Les projecteurs du continent et du monde entier seront rivés sur les pelouses du Maroc qui va enchaîner une troisième organisation consécutive en 2026. (D.R.)
Ambitions : Deux fois finalistes malheureuses en 2022 et 2024, les Lionnes de l’Atlas lancent «leur» TotalEnergies CAF Coupe d’Afrique des Nations Féminine, le 26 juillet face au Kenya. Devant leur public, les joueuses de Jorge Vilda n’ont qu’une obsession : transformer l’argent en or et s’asseoir sur le trône continental.
Pays hôte de cette TotalEnergies CAF Coupe d’Afrique des Nations Féminine 2026, qui se déroule du 26 juillet au 16 août, le Maroc a validé son billet d’office. Portées par des investissements massifs ces dernières années, les Marocaines confirment leur nouveau statut de place forte émergente du football féminin africain.
Depuis l’édition 2022 organisée à domicile, la sélection a franchi un cap énorme sur les scènes continentale et internationale. Au programme : deux finales de CAN consécutives et un huitième de finale historique lors de leur première Coupe du monde en 2023. Un exploit sans précédent pour le football marocain.
Nommé à la tête des Lionnes de l’Atlas en octobre 2023, le technicien espagnol a débarqué avec un CV XXL et une immense expérience internationale. Réputé pour sa rigueur tactique, Vilda prône un jeu basé sur une possession structurée, un pressing haut et des transitions ultra-rapides.
Le Madrilène a su façonner l’identité de jeu marocaine en trouvant le parfait équilibre entre cadres d’expérience et jeunes pépites. En insistant sur l’aspect mental et la culture de la gagne, il maintient le Maroc au premier plan africain.
Ayant une connaissance parfaite de l’effectif national, le sélectionneur a convoqué une liste de joueuses mêlant expérience et performance.
«La sélection de la liste des joueuses pour la phase finale de la CAN féminine est le fruit d’un suivi minutieux qui s’est étalé sur toute la saison, de leurs performances au sein de leurs clubs respectifs, de leurs participations aux stages de l’équipe nationale, ainsi que leur rendement lors des entraînements et des matchs internationaux» s’est justifié M. Vilda.
Et d’expliquer que le critère fondamental dans le choix de cette liste réside dans l’intégration des joueuses les plus aptes à aider l’équipe nationale à remporter les matchs, relevant que depuis sa prise de fonction à la tête de l’équipe nationale, le staff technique s’est attelé à bâtir un noyau solide pour l’équipe, tout en accordant, en même temps, leur chance à un grand nombre de joueuses au cours des deux dernières années et demie.
Il a relevé que la présence d’une ossature de base reste essentielle pour instaurer de la cohésion au sein de l’équipe, d’autant plus que la sélection nationale ne se rassemble que lors des fenêtres internationales de la FIFA, précisant que les joueuses ont besoin de cumuler un temps de jeu important ensemble avant d’intégrer de nouveaux éléments qui méritent d’avoir leur chance au sein du collectif.
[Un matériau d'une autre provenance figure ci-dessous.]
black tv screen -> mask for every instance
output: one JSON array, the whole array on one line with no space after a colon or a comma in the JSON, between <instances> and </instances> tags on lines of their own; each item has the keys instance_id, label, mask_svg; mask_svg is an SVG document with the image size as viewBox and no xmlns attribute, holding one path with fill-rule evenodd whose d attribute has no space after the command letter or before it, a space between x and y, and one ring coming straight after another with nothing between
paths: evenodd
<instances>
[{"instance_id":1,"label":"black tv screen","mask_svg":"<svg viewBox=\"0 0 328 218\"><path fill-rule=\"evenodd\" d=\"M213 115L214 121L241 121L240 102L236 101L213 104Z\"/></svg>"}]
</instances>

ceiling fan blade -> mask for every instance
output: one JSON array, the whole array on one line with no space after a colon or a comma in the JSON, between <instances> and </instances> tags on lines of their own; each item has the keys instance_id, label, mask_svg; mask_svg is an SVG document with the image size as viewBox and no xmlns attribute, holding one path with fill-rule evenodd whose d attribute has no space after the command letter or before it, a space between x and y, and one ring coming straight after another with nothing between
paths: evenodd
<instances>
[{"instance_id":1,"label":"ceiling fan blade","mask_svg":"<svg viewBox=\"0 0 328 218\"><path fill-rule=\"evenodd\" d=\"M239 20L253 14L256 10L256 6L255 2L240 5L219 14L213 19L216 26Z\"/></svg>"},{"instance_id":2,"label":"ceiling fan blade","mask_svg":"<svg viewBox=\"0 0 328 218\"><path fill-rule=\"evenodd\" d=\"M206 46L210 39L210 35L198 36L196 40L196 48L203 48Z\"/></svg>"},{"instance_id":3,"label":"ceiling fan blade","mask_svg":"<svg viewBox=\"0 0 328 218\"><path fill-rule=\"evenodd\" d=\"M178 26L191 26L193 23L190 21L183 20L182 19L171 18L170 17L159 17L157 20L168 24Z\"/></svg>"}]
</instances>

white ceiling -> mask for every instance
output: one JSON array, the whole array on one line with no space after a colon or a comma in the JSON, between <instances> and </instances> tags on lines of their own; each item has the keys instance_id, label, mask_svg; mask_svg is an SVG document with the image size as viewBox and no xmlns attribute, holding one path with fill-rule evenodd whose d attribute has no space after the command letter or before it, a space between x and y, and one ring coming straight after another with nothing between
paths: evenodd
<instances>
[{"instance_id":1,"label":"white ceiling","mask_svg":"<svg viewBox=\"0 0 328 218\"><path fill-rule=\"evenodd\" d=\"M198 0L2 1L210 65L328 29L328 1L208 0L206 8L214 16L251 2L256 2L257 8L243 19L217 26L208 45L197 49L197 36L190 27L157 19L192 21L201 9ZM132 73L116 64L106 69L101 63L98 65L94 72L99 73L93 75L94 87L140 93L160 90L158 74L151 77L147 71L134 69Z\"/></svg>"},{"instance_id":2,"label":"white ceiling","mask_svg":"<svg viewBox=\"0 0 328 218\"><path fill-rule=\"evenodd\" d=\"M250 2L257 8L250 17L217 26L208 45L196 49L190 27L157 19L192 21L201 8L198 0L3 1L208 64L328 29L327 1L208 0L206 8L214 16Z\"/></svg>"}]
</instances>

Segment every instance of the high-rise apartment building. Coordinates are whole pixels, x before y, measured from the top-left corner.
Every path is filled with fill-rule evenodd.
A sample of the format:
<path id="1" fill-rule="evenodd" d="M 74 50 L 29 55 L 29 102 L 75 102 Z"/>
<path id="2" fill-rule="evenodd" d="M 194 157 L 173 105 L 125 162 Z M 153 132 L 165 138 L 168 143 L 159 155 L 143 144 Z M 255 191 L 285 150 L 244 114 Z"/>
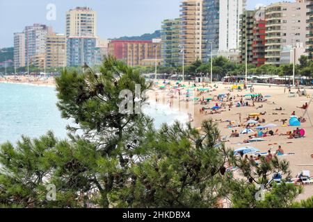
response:
<path id="1" fill-rule="evenodd" d="M 160 41 L 112 40 L 109 44 L 109 54 L 132 67 L 149 65 L 153 61 L 155 63 L 156 59 L 161 65 L 161 48 Z"/>
<path id="2" fill-rule="evenodd" d="M 253 24 L 252 62 L 257 67 L 265 63 L 265 8 L 261 7 L 255 11 Z"/>
<path id="3" fill-rule="evenodd" d="M 165 66 L 177 66 L 180 64 L 179 31 L 180 19 L 166 19 L 162 22 L 161 56 Z"/>
<path id="4" fill-rule="evenodd" d="M 239 49 L 240 63 L 241 64 L 246 62 L 246 58 L 249 64 L 253 62 L 252 43 L 255 16 L 254 10 L 246 10 L 240 15 Z"/>
<path id="5" fill-rule="evenodd" d="M 202 58 L 202 0 L 184 0 L 180 5 L 179 45 L 184 49 L 184 62 Z"/>
<path id="6" fill-rule="evenodd" d="M 66 67 L 66 37 L 63 34 L 47 35 L 45 66 L 47 68 Z"/>
<path id="7" fill-rule="evenodd" d="M 38 55 L 43 55 L 46 51 L 47 35 L 52 33 L 52 27 L 40 24 L 26 26 L 25 33 L 25 63 L 29 65 L 32 58 Z"/>
<path id="8" fill-rule="evenodd" d="M 88 7 L 77 7 L 66 12 L 66 37 L 97 36 L 97 12 Z"/>
<path id="9" fill-rule="evenodd" d="M 110 42 L 106 40 L 100 40 L 97 39 L 97 48 L 99 48 L 99 52 L 101 54 L 102 60 L 104 58 L 104 57 L 109 55 L 109 43 Z"/>
<path id="10" fill-rule="evenodd" d="M 282 49 L 287 46 L 305 46 L 307 2 L 278 2 L 266 9 L 266 64 L 279 65 Z"/>
<path id="11" fill-rule="evenodd" d="M 246 0 L 203 0 L 204 60 L 239 49 L 240 15 L 245 7 Z"/>
<path id="12" fill-rule="evenodd" d="M 309 58 L 311 60 L 313 60 L 313 0 L 308 1 L 307 8 L 308 9 L 308 11 L 307 12 L 307 52 L 309 55 Z"/>
<path id="13" fill-rule="evenodd" d="M 25 33 L 14 33 L 14 67 L 25 67 Z"/>
<path id="14" fill-rule="evenodd" d="M 97 37 L 88 36 L 67 37 L 67 65 L 81 67 L 84 63 L 89 66 L 100 64 L 101 56 L 97 40 Z"/>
De l’ensemble des joueuses, Ghizlane Chebbak sort toujours du lot. À 35 ans, la sociétaire d’Al-Hilal SFC reste le cœur battant du Maroc et l’une des figures de proue de l’histoire du football africain. La capitaine des Lionnes de l’Atlas brille par sa vision du jeu hors norme et sa science du tempo. Malgré son positionnement au milieu, elle conserve un impact clinique face au but.
Véritable patronne du vestiaire, Chebbak est la boussole de cette équipe et une source d’inspiration pour la nouvelle génération. Son leadership sera la clé de voûte des ambitions marocaines.
Après deux échecs consécutifs sur la dernière marche, les Lionnes de l’Atlas abordent cette CAN féminine 2026 à domicile avec un objectif unique et assumé : décrocher la première couronne continentale de leur histoire.
A noter que le Maroc évoluera dans le groupe A aux côtés du Sénégal, de l’Algérie et du Kenya.